Le 11 juillet 2018, après plusieurs mois de consultations, le gouvernement fédéral a publié dans la Gazette du Canada les Règlements auxquels devront se conformer les titulaires d’une licence émise par Santé Canada. Cette publication fait suite à l’annonce du gouvernement à l’effet que la Loi sur le cannabis et ses règlements entreront en vigueur le 17 octobre 2018. Les différents joueurs de l’industrie auront donc quelques mois pour se conformer à la réglementation.

Pas de grande surprise quant aux types de licences qui seront émises par Santé Canada. Conformément à son projet de consultation, il sera permis de soumettre une demande pour les catégories de licences suivantes : licence de culture standard, de micro-culture, de transformation, de micro-transformation, d’essais analytiques, de vente, de recherche et relatives aux drogues contenant du cannabis.

En ce qui concerne la micro-culture, la superficie totale de production ne devra pas excéder 200 m2, alors que pour la micro-transformation, le titulaire de cette licence ne devra pas posséder plus de 600 kg de cannabis séché, ou son équivalent, par année civile.

Les titulaires devront également désigner certaines personnes à des postes clés en fonction du type de licence qu’ils détiennent. Une licence de culture nécessitera la désignation d’un producteur en chef, une licence de transformation, d’un préposé à l’assurance de la qualité. Le titulaire de licence devra s’adjoindre les services d’un responsable principal ainsi qu’un individu à titre de chef de la sécurité.

Nouvelle opportunité relative à la production, le gouvernement fédéral ouvre la porte à la possibilité d’effectuer la culture de cannabis à l’extérieur.
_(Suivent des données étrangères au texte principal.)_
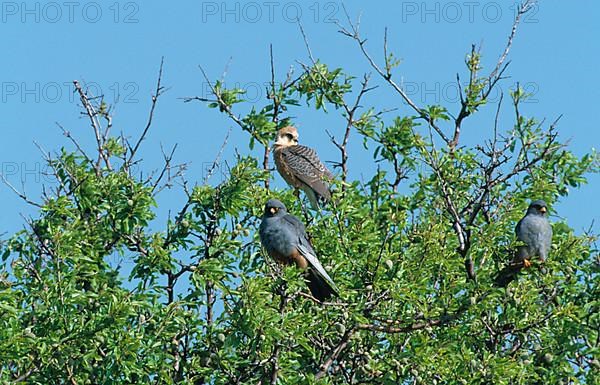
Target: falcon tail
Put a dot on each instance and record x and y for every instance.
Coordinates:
(320, 288)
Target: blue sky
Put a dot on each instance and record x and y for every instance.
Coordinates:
(116, 47)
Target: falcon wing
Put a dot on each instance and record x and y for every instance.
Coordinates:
(304, 163)
(305, 248)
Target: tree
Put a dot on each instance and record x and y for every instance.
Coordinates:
(414, 251)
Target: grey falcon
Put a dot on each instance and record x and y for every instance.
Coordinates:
(301, 167)
(535, 231)
(285, 240)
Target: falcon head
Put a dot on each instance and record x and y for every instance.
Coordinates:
(274, 208)
(287, 136)
(538, 208)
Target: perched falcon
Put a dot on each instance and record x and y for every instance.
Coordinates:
(535, 231)
(284, 238)
(301, 168)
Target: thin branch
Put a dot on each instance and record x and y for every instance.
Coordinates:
(157, 93)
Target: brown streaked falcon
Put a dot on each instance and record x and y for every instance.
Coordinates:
(284, 237)
(301, 168)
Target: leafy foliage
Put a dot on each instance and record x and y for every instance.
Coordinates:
(202, 304)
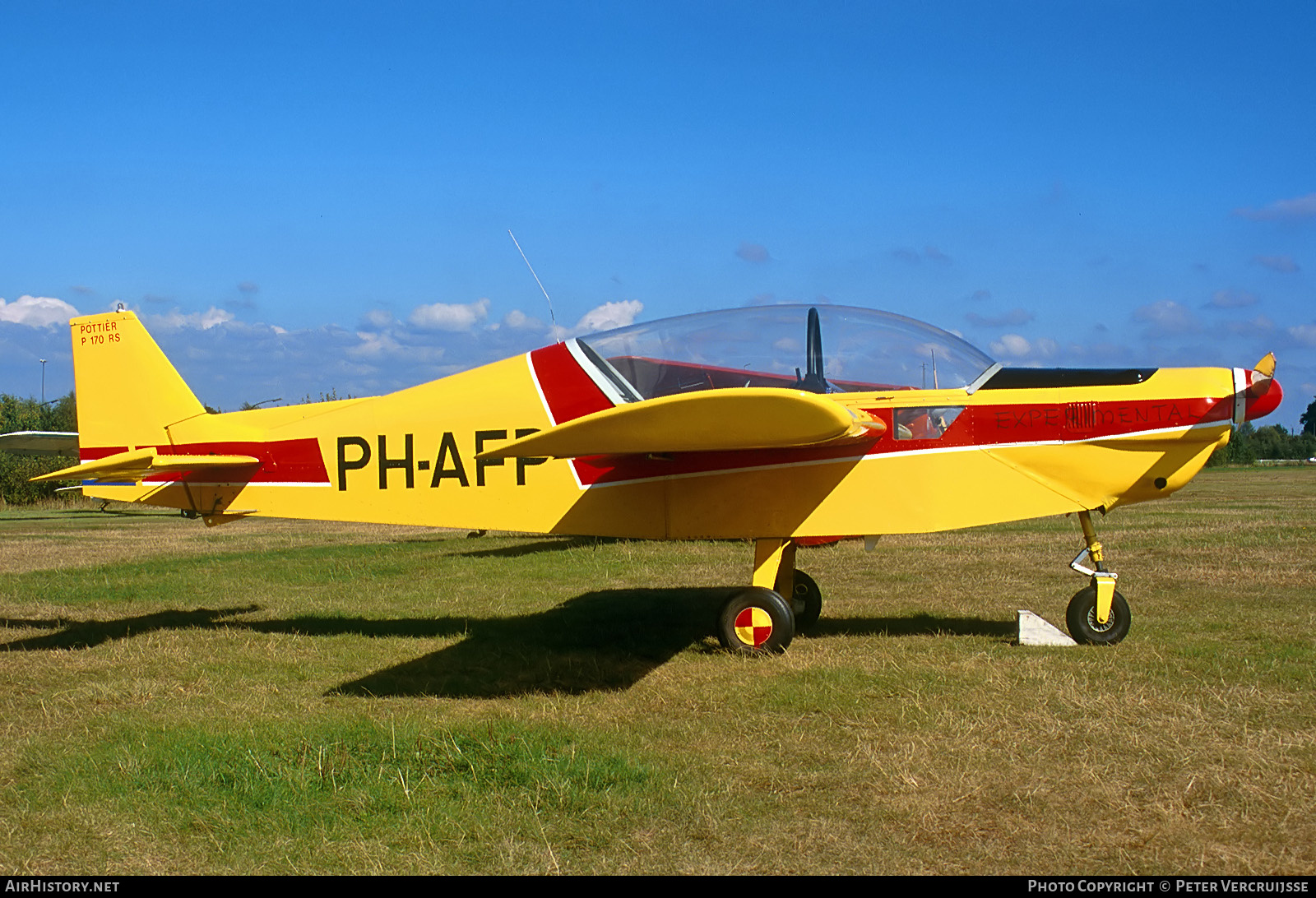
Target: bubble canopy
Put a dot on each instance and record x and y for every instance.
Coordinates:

Il est à noter que le gouvernement du Québec a fait savoir qu’il n’était pas chaud à l’idée et songeait à restreindre cette pratique en vertu de ses propres règlements qui devraient être publiés dans les prochaines semaines. Cet élément de discorde entre le gouvernement fédéral et le gouvernement du Québec pourrait bien venir s’ajouter aux éléments opposant les deux paliers, dont la production de cannabis à des fins personnelles dans une maison d’habitation.
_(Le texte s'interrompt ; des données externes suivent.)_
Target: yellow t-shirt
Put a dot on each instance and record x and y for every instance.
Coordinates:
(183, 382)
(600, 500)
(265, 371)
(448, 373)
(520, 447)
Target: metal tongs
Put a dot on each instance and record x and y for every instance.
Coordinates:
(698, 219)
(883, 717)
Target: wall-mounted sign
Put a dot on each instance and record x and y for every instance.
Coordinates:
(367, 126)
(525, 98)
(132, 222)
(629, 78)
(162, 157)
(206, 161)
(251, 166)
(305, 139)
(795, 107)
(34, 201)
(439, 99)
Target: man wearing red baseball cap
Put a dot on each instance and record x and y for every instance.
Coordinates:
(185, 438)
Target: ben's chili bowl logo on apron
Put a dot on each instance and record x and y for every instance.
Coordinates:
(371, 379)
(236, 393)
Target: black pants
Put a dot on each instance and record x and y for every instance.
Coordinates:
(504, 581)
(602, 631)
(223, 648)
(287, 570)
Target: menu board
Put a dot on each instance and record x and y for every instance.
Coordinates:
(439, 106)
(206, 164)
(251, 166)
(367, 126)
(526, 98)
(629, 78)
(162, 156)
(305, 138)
L’élément majeur qui ressort de ces règlements est la mise sur pied d’un registre des investisseurs-clés. Le titulaire d’une licence de culture, de transformation ou de vente devra tenir un registre à l’égard de tout investisseur-clé, c’est-à-dire, une personne qui, à l’égard du titulaire d’une licence est en mesure d’exercer directement ou indirectement un contrôle sur lui en raison d’une fourniture d’argent, de biens, de services ou d’une participation ou d’un autre intérêt quelconque à l’égard de l’entreprise. Avec ce registre, le titulaire de licence devra soumettre un rapport annuel à Santé Canada exposant les apports des investisseurs-clés. Cette nouvelle exigence ne s’appliquera pas aux organisations dont les titres de capitaux propres sont cotés sur un marché publié.

Finalement, les règlements prévoient également les balises relativement aux habilitations sécuritaires, aux mesures de sécurité physique des lieux, aux bonnes pratiques de production, à l’étiquetage et à l’emballage ainsi qu’à l’importation et à l’exportation de cannabis à des fins médicales ou scientifiques.